The FAA notified Ethiopian aviation officials last week that their country had passed the agency’s five-day-long safety audit, allowing that African nation to retain its Category 1 safety status. The FAA allows foreign-carrier flights to the U.S. only from countries that pass audits measured against ICAO standards. Ethiopian Airlines currently flies to Washington, D.C., and plans to inaugurate service to two other, as yet unnamed, U.S. cities.
A recent safety video posted on the International Helicopter Safety Team website demonstrates some of the risks inherent in flying large helicopters within an urban environment. The video shows the close quarters to which the pilot was restricted in lifting and delivering an air conditioning unit from a residential street to the top of a nearby building.
AeronomX is sponsoring a series of twice-monthly conference calls as a forum for business aviation safety officers to share notes and ideas about their safety management systems (SMS). The calls begin at 11:30 a.m. EST on the second and fourth Tuesdays of the month with a current SMS topic followed by a short discussion. The remainder of the call is open to any topic raised by anyone on the phone.

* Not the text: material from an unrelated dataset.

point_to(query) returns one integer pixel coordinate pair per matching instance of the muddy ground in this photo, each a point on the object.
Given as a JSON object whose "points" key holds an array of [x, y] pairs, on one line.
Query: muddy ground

Robinson Helicopter issued a Service Bulletin (SB-109) requiring retrofit installation of fuel bladders in all R22s through S/N 4620 “as soon as practical,” but no later than the next 2,200-hour overhaul or 12-year inspection. It began installing fuel bladders in new-production R22s early last year beginning with S/N 4622.
Norwegian Air Shuttle reported on Wednesday that it remains unsatisfied with the reliability of its three Boeing 787s following Sunday’s incident in which a problem with a fuel valve delayed a flight between Bangkok and Stockholm for 19 hours. Norwegian Dreamliners have suffered a series of maintenance glitches such as erroneous fault warnings, costing the airline revenue and standing with its customers.